L’esordio alla regia di Lay Jin Ong, Come fratelli - Abang e Adik,  propone uno spaccato sulle iniquità sopportate silenziosamente dai malaysiani più poveri, facendo perno sulla solidarietà fra reietti. Adik e Abang sono due apolidi cresciuti per strada, privi di genitori e riconoscimento legale.

Il primo possiede solo un documento di nascita mentre il secondo, sordomuto, neppure quello. Tolta Money, una donna transessuale che si è presa cura di loro da bambini, non hanno che il reciproco affetto per sopravvivere giorno dopo giorno in una povertà obbligata. Abang lavora in nero al Pasar Besar, il più grande mercato all’aperto di Kuala Lumpur, e spera di poter ottenere riconoscimento legale grazie all’aiuto di una volontaria, Jia En. Adik non è altrettanto integrato, se ne frega di migliorare la sua condizione e preferisce campare di truffe e prostituendosi piuttosto che lasciare Abang.

Il primo atto presenta il rapporto simbiotico fra i due e con lo spazio che abitano: Pudu. Questo è uno dei quartieri più poveri della capitale, i cui colori sgargianti malcelano l’estrema sciatteria edilizia tristemente comune a diverse metropoli asiatiche in frenetico sviluppo. È anche un crocevia di esclusi, un denso melting pot di rifugiati politici birmani, immigrati bengalesi e via dicendo, il piano terra di una scalata sociale improbabile. L’assenza di un sistema di welfare si manifesta implicitamente, come molti elementi del film, con la presenza di Jia En come unica fonte di assistenza.

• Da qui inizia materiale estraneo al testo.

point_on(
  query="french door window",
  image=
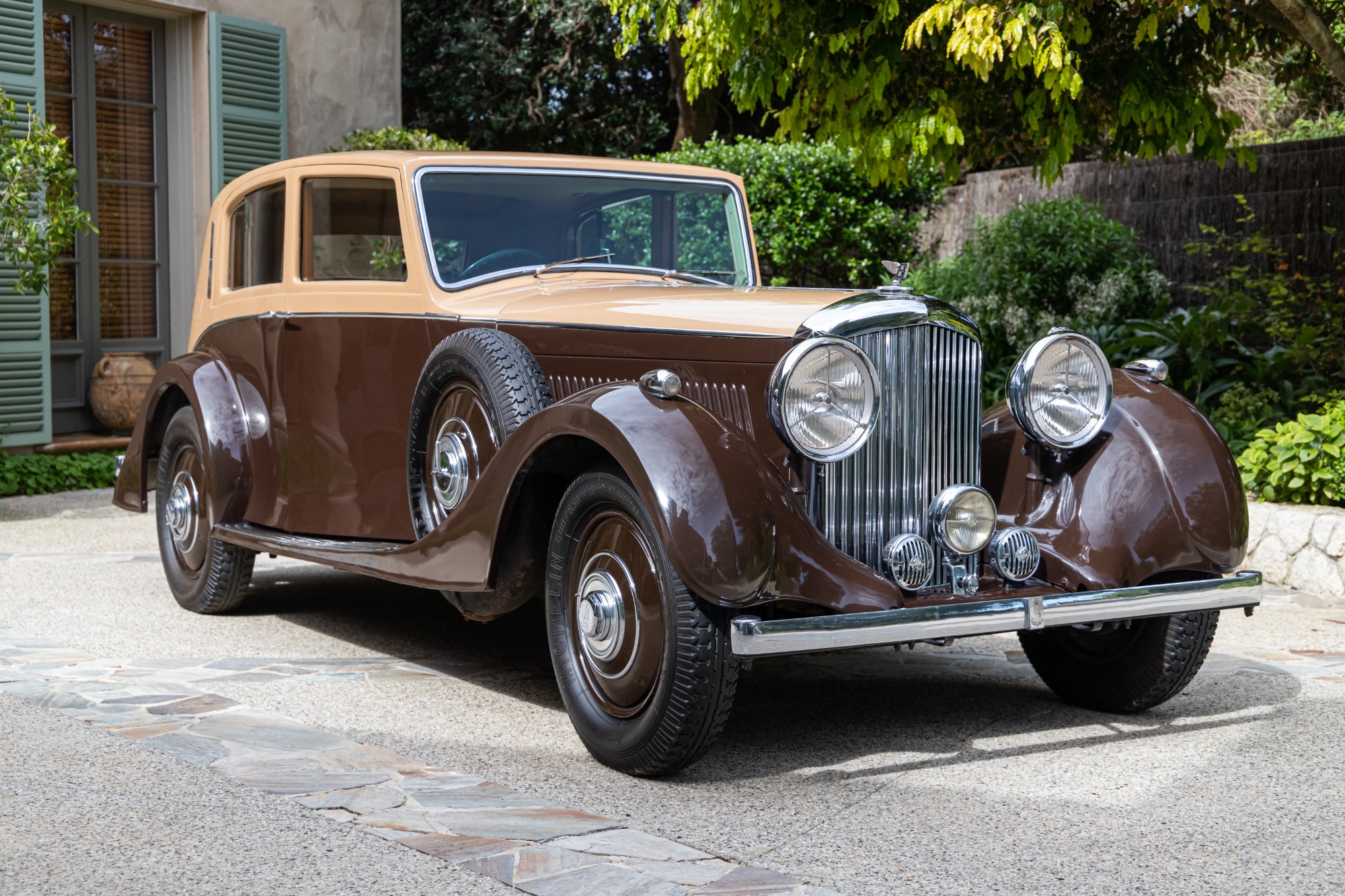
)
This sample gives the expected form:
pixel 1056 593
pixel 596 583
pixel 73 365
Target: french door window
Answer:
pixel 104 93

Jin Ong presenta un microcosmo solidale e apparentemente fin troppo pacato, come se il reciproco sostegno placasse una giustificata rabbia sociale. La critica al sistema malaysiano è spesso esplicita e punteggia tutta l’opera, ma non si traduce mai in proattività o indignazione. La fotografia e la regia lavorano poi per restiruire un forte effetto estetizzante, deprivando la povertà degli ambienti dal degrado che ci si aspetterebbe. Fa storcere il naso vedere uno tra i quartieri più poveri di Kuala Lumpur, in un contesto in cui i più fragili sono sistematicamente abbandonati, senza che ci sia un accenno di violenza, uno scippo, un luogo di spaccio, disprezzo verso le forze dell’ordine, anche solo rumore di urla o vetri rotti nella notte.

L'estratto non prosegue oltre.